Sunday, May 18, 2014

Openness and Transparency

Medicare recently released figures for physician billing It included all physicians who bill CMS for services.  CMS requires a ‘current procedural code’ (CPT) for each visit, outpatient, inpatient, laboratory, imaging and/or medication and durable medical equpment. There are numerous modifiers, such as those for bilateral proceduress and the like. The data was released without explanation or definition.  The codes are uniform and identical across all specialties.  This is the first time such complete information was released to the general public.

CMS uses the data to track and analyze billing practices. It is used to analyze for fraud and abuse. CMS studies the numbers for outliers...who bill the most….using a specific code. Some CPT codes are used to determine the amount of complexity or time involved in a patient visit.  CMS has specific items which are required to code for the level of complexity of the visit.  The CPT codes are complicated and providers will often consult with or have a ‘reimbursement expert’ to code. Except for general internal medicine most specialists use a relatively narrow range of CPT codes according to the procedures they do. (gastroenterology, ophthalmology,urology, radiology etc.

(NPR) National Public Radio broadcast information given by CMS and also commentary by a  physician who  heads the kidney transplant program at the University of Colorado.  The program is the only facility in Colorado providing these services and referrals come from a wide area, even beyond Colorado.

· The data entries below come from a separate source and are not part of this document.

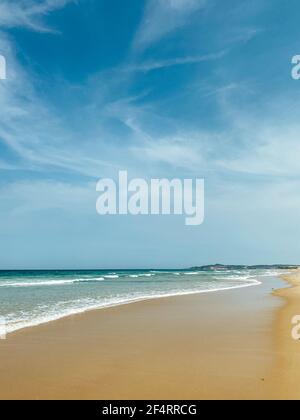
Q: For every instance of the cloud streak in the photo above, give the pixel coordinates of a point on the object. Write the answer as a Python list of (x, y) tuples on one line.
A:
[(28, 13), (163, 17)]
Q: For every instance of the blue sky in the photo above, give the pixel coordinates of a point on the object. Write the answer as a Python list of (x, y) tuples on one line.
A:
[(161, 88)]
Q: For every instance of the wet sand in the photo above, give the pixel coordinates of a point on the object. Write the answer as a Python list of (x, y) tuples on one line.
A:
[(223, 345)]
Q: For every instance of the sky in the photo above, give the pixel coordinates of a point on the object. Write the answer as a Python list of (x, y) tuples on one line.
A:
[(160, 88)]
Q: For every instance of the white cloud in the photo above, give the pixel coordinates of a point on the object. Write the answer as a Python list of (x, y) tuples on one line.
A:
[(162, 17), (148, 66)]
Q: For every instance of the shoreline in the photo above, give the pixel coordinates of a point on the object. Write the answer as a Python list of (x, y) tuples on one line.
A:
[(254, 283)]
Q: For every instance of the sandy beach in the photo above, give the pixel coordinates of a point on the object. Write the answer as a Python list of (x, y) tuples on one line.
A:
[(226, 345)]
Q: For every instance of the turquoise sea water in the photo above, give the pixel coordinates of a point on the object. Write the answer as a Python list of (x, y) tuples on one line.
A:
[(29, 298)]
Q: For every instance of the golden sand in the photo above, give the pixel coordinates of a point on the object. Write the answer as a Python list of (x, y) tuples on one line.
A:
[(227, 345)]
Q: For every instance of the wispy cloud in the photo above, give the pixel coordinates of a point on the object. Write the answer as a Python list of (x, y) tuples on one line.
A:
[(28, 13), (148, 66), (162, 17)]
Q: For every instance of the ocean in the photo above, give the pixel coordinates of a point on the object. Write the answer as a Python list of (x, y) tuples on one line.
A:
[(30, 298)]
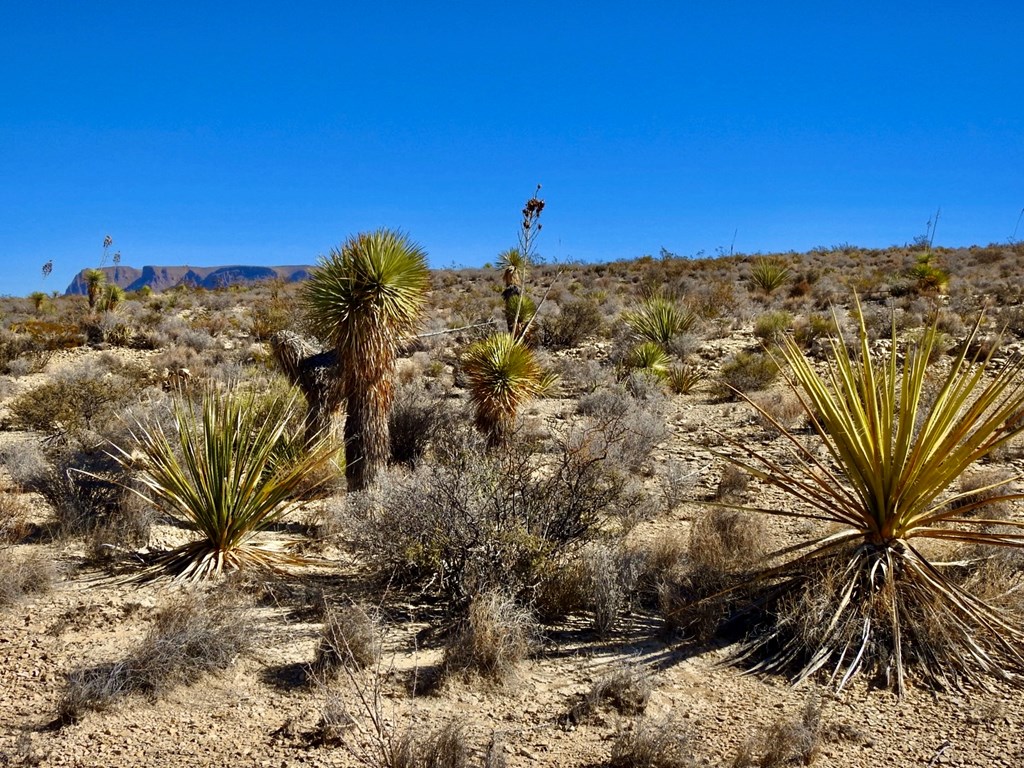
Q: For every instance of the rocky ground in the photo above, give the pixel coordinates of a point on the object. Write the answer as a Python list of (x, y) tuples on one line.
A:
[(263, 711)]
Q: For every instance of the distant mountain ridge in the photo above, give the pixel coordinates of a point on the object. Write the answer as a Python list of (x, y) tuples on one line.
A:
[(210, 278)]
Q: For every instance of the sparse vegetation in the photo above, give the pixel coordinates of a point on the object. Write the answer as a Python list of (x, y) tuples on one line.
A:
[(605, 513)]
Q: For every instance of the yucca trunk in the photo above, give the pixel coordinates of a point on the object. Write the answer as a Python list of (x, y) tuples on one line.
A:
[(368, 435), (366, 298)]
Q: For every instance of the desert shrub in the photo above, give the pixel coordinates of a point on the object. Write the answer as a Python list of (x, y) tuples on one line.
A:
[(652, 743), (12, 346), (748, 372), (123, 529), (609, 576), (84, 488), (629, 421), (778, 409), (810, 332), (771, 327), (192, 636), (724, 547), (415, 418), (496, 635), (351, 636), (474, 520), (72, 407), (786, 741), (732, 483), (626, 689), (685, 378), (443, 747), (576, 322), (24, 574), (13, 518)]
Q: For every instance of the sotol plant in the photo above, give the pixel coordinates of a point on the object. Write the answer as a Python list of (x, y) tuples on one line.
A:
[(222, 475), (864, 594), (366, 299)]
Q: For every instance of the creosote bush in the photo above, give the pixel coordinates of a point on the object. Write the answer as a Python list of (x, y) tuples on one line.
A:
[(474, 520), (351, 636), (748, 372), (24, 574)]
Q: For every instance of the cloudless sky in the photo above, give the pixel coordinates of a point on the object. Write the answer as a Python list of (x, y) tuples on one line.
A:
[(265, 133)]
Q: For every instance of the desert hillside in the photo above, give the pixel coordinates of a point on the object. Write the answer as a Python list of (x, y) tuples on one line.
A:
[(560, 576), (158, 279)]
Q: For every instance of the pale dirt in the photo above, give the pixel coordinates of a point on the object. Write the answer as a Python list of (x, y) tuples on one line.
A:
[(260, 713)]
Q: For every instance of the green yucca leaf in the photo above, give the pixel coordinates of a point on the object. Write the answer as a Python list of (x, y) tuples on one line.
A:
[(221, 475), (649, 356), (768, 274), (658, 321), (503, 374), (894, 459)]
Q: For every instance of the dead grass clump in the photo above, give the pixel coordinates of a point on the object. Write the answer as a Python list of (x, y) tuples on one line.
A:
[(778, 409), (194, 635), (732, 483), (20, 576), (495, 637), (444, 747), (786, 741), (626, 689), (653, 743), (609, 576), (351, 636), (747, 372), (724, 546)]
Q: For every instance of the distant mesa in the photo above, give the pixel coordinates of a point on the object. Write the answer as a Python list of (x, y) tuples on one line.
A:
[(210, 278)]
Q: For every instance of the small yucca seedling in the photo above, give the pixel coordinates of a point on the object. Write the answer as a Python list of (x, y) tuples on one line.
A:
[(768, 275), (864, 594), (649, 357), (222, 477), (657, 320), (503, 374), (685, 378), (366, 299)]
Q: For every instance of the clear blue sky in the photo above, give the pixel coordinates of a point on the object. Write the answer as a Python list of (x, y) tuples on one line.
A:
[(264, 133)]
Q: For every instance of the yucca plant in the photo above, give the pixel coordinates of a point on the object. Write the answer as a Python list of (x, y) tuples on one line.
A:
[(863, 594), (685, 378), (111, 297), (768, 274), (94, 281), (503, 374), (366, 300), (657, 320), (649, 357), (222, 475)]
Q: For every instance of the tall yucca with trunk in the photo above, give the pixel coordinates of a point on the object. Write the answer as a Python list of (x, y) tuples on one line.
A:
[(94, 281), (503, 374), (366, 299), (863, 594)]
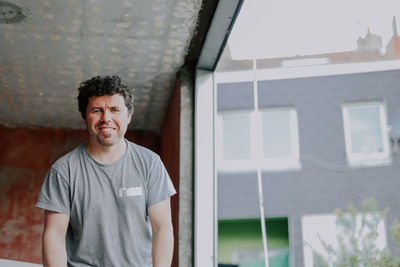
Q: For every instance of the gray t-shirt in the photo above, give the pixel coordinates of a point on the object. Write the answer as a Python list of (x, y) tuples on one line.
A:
[(107, 205)]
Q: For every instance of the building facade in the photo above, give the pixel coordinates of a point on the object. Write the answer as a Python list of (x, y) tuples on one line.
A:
[(321, 140)]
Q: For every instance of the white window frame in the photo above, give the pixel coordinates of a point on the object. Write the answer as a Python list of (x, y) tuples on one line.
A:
[(372, 158)]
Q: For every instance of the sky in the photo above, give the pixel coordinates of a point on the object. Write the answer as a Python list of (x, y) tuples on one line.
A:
[(280, 28)]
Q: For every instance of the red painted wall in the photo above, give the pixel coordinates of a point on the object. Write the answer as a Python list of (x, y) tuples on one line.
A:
[(25, 157), (169, 152)]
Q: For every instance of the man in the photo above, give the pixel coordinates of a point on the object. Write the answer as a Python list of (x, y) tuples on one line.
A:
[(107, 202)]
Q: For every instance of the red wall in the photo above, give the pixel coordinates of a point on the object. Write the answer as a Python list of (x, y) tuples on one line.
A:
[(169, 152), (25, 157)]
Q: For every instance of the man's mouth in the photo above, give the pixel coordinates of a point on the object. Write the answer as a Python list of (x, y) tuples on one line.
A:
[(106, 128)]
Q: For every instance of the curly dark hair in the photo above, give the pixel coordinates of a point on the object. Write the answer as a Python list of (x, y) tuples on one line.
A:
[(104, 85)]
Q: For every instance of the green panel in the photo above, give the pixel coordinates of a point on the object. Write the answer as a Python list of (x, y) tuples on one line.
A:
[(245, 234)]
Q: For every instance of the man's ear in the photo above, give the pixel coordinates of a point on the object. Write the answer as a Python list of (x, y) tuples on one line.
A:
[(130, 116)]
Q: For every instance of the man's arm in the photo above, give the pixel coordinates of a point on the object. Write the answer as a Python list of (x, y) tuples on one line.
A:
[(163, 238), (55, 229)]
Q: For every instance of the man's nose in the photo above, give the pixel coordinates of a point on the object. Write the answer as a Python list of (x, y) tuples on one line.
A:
[(106, 115)]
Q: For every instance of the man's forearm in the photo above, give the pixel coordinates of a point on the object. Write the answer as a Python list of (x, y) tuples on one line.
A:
[(163, 247), (54, 252)]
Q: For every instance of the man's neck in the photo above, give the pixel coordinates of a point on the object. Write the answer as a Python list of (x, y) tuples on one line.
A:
[(106, 154)]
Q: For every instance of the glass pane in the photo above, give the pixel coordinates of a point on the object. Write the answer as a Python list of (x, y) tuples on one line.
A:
[(276, 134), (240, 242), (236, 136), (366, 135)]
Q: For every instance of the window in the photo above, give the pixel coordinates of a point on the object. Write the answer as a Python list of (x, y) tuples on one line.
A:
[(280, 138), (267, 139), (234, 142), (236, 136), (366, 134)]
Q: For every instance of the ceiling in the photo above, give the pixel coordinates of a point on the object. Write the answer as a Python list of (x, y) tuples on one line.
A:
[(49, 46)]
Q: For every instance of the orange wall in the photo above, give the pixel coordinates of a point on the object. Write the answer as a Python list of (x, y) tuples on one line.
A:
[(169, 152), (25, 157)]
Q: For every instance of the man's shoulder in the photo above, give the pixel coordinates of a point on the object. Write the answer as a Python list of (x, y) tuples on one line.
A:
[(72, 157), (141, 151)]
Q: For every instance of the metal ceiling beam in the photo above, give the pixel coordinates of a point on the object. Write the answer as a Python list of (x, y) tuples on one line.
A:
[(218, 33)]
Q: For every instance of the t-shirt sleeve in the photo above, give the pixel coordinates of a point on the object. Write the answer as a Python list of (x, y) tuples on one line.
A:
[(160, 185), (54, 195)]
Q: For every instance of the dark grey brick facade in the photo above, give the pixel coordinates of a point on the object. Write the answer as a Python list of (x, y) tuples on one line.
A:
[(316, 188)]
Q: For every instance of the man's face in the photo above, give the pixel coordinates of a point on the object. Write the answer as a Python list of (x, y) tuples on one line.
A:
[(107, 119)]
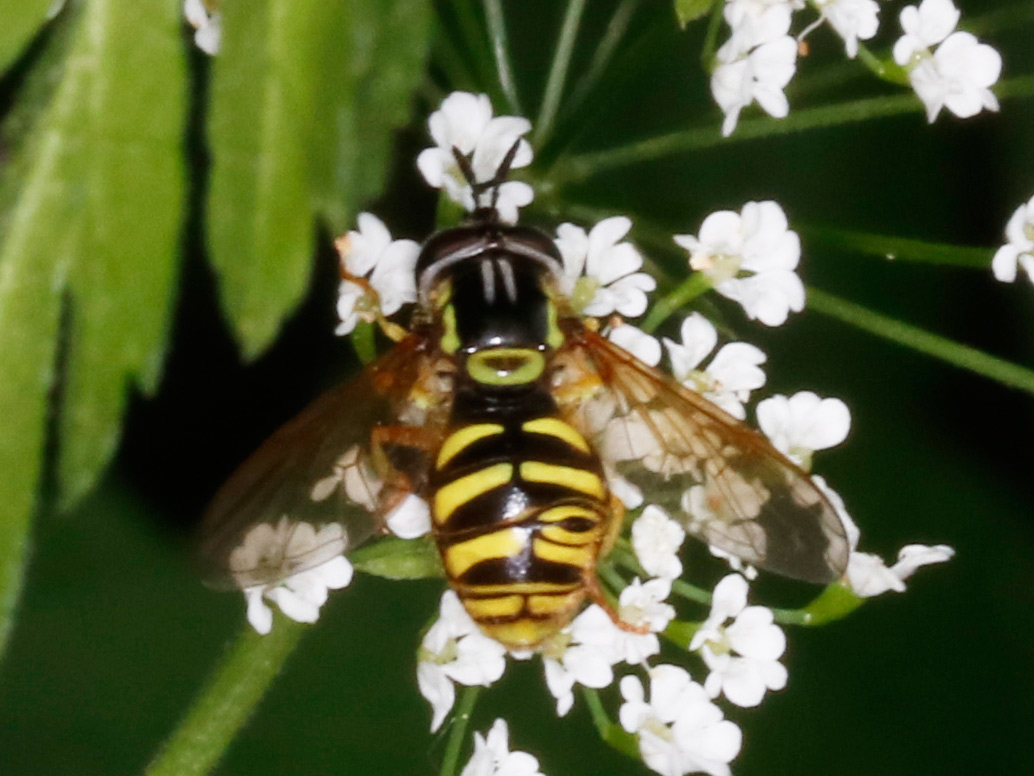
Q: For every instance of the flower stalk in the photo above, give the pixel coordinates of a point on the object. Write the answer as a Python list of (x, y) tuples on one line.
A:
[(229, 698)]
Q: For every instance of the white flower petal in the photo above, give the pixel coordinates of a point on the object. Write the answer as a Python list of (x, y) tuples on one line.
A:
[(636, 341)]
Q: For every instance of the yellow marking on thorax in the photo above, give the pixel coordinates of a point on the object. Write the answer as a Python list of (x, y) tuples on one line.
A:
[(502, 543), (546, 550), (576, 479), (555, 427), (463, 439), (456, 494)]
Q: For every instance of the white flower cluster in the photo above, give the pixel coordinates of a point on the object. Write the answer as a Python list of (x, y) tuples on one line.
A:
[(1017, 252), (492, 755), (376, 271), (959, 73), (759, 58), (464, 123), (749, 257), (299, 594), (757, 61)]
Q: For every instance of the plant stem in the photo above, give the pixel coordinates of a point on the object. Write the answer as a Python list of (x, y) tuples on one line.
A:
[(616, 28), (611, 734), (923, 341), (229, 698), (710, 37), (558, 71), (691, 592), (898, 248), (458, 733), (500, 49), (691, 288), (580, 167)]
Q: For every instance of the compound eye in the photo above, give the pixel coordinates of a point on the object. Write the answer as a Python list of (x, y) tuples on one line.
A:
[(506, 365)]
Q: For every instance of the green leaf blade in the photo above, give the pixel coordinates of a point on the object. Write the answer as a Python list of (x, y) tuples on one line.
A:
[(122, 285), (305, 96), (260, 216), (22, 22)]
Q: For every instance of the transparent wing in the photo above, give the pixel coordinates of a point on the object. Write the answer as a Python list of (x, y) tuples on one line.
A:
[(322, 484), (721, 479)]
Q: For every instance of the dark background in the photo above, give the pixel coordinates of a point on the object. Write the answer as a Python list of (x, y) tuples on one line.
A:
[(116, 634)]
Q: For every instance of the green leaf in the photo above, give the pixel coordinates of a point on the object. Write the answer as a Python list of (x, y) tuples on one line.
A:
[(353, 151), (304, 97), (22, 22), (93, 224), (123, 284), (691, 10)]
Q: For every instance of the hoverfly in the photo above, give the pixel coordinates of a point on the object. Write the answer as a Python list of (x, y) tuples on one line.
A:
[(512, 418)]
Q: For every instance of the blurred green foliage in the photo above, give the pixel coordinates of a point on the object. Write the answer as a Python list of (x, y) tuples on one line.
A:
[(163, 212)]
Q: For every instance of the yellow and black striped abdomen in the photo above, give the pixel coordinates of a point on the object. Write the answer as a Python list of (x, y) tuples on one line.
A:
[(521, 510)]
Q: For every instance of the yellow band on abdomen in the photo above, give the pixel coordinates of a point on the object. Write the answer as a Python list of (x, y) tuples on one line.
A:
[(456, 494)]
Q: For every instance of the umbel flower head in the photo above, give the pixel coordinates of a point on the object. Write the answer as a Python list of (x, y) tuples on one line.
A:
[(670, 467)]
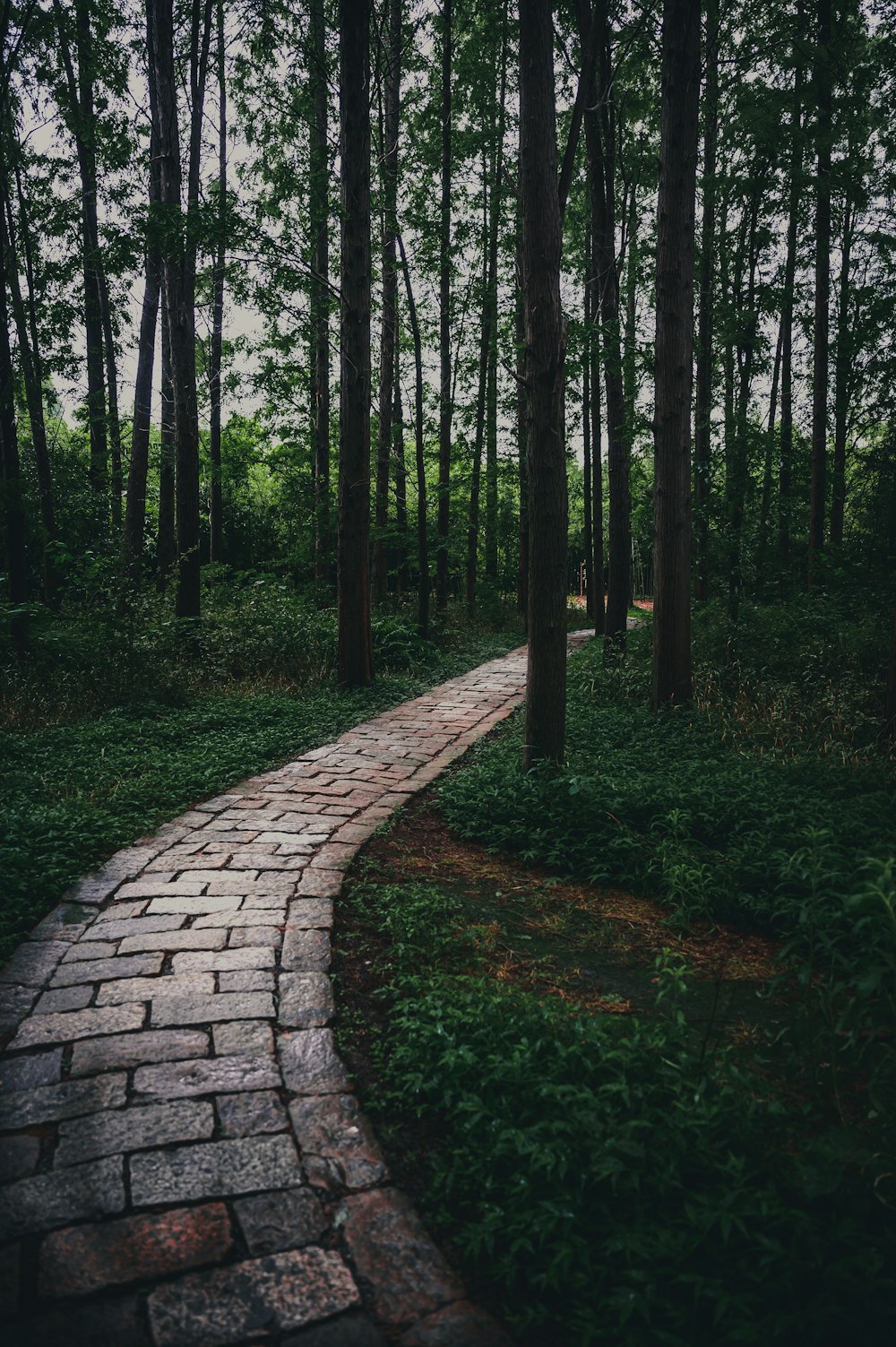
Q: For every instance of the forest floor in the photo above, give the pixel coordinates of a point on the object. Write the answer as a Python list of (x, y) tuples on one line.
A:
[(171, 1098)]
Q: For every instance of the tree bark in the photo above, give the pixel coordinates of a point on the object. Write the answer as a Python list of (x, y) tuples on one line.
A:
[(841, 377), (31, 369), (136, 501), (597, 471), (676, 230), (703, 409), (81, 123), (166, 539), (320, 176), (353, 572), (787, 315), (444, 319), (521, 428), (823, 99), (422, 543), (478, 436), (216, 512), (13, 516), (599, 138), (586, 436), (545, 352), (737, 449), (390, 157)]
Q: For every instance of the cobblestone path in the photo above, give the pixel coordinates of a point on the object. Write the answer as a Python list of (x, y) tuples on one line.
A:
[(181, 1153)]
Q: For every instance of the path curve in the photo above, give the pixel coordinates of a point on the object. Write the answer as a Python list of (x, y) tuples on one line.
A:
[(181, 1154)]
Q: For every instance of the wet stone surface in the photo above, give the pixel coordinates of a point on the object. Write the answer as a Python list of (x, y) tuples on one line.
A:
[(182, 1160)]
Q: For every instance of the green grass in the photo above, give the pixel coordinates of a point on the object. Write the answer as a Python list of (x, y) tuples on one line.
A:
[(610, 1179), (83, 777)]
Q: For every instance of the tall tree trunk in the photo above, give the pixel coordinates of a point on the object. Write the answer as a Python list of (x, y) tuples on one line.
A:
[(586, 434), (737, 457), (823, 99), (136, 503), (13, 520), (676, 352), (321, 294), (890, 704), (422, 543), (80, 115), (353, 575), (478, 436), (216, 520), (491, 411), (703, 409), (842, 363), (166, 538), (390, 155), (444, 319), (768, 465), (787, 314), (399, 466), (31, 369), (599, 139), (521, 427), (545, 352), (597, 471)]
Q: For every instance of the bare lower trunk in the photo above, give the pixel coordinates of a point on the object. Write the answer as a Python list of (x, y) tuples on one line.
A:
[(422, 543), (216, 514), (674, 355), (823, 289), (353, 573), (545, 350), (444, 319)]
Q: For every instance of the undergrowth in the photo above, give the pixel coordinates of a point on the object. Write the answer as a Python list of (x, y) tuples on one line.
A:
[(112, 728), (607, 1179)]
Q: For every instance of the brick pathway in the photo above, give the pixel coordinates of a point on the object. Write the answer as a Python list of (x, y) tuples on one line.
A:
[(181, 1153)]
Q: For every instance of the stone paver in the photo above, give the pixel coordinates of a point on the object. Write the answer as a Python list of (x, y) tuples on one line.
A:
[(168, 1047)]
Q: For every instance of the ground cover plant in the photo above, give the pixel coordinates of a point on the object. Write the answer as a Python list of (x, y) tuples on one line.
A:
[(114, 723), (621, 1144)]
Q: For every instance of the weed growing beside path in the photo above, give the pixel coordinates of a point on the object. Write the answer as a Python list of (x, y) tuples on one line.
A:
[(77, 787), (654, 1178)]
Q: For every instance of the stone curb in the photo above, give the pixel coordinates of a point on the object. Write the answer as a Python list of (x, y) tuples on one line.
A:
[(173, 1111)]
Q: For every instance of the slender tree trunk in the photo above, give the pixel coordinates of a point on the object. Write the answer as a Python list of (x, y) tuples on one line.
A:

The data revealed the following. Some physicians  coded every visit at the maximum level of reimbursement (rare), some appeared to up-code or bill more than the standard level for some or all visits. Some even down-coded to avoid being selected for an audit.  They chose to decrease income to avoid such an audit which is time consuming and expensive. The outcome of many of the audits is a demand for repayment of the amount CMS determined was billed in excess of the supporting documentation.  Providers must document in the medical record exactly what systems (kidney, lung, heart, skeletal) were examined, and the amount of time for the visit.  The CPT code must be justified by the medical record.  CMS provides guidelines for each level of care. In surgical cases the code also includes all post-operative care for a defined period of time depending on the complexity of problems.

Physicians are the ultimate responsible person who attests to the level of billing and it’ accuracy.

In some cases the data reflects billings for multiple providers who  work for another provider. The data has nothing to do with quality of care. Frequently new procedures develop and it may take months for CMS to announce a code for the new procedure.  The rapid advances in medicine and surgery often result in procedures and/or tests for which there is no code.

Missing from the information is the necessary linkage between a diagnosis and a procedure, without which the claim is denied. If the ICD code and CPT do not fit CMS’s definition the claim will be denied.  CMS has a vast data base on what CPT codes match which ICD code.

The ICD-9 codes have been in existence since       . To further complicate matters a new expanded series of codes, ICD-10 will go into effect in the next 12 months.  The original date for compliance (October 2014) was extended because of providers and hospitals informing CMS and HHS they would not be able to comply with that mandate.  The number of ICD codes expands from 14,000 to over 60,000.  The data in the released information is based upon ICD-9.   The expansion of the ICD codes will require expensive EHR software upgrades and in some cases a new EHR.  Some  providers already replaced their systems several years ago due to early mandates for interoperability and other features.  This amounts to billions of dollars for providers.  The cost may well be more than the ‘fraud and abuse’ claimed by CMS.   CMS  has no provision for the expense of providers to continually be required to upgrade in order to bill.  This is a recurring problem.  CMS quarterly modifies its list of CPT codes and instruction for modifiers as well.  These are hidden costs to medical care, and their is little to no information available to the public regarding these CMS requirements.  The expense from these requirements is never ending and repetitive.

Private Insurers also becoming more open and transparent
Three major insurers are partnering with a not-for-profit group to provide consumers with greater access to healthcare cost information, the group announced Wednesday morning. (MODERN HEALTHCARE)

Openness and transparency not only apply to financial information, but more important to the physician-hospital-patient interaction.  Unfortunately patient centered medicine is still far from reality.  The transition from a physician led system has been a subtle erosion of ‘captain of the ship’ to a member of the team mind-set.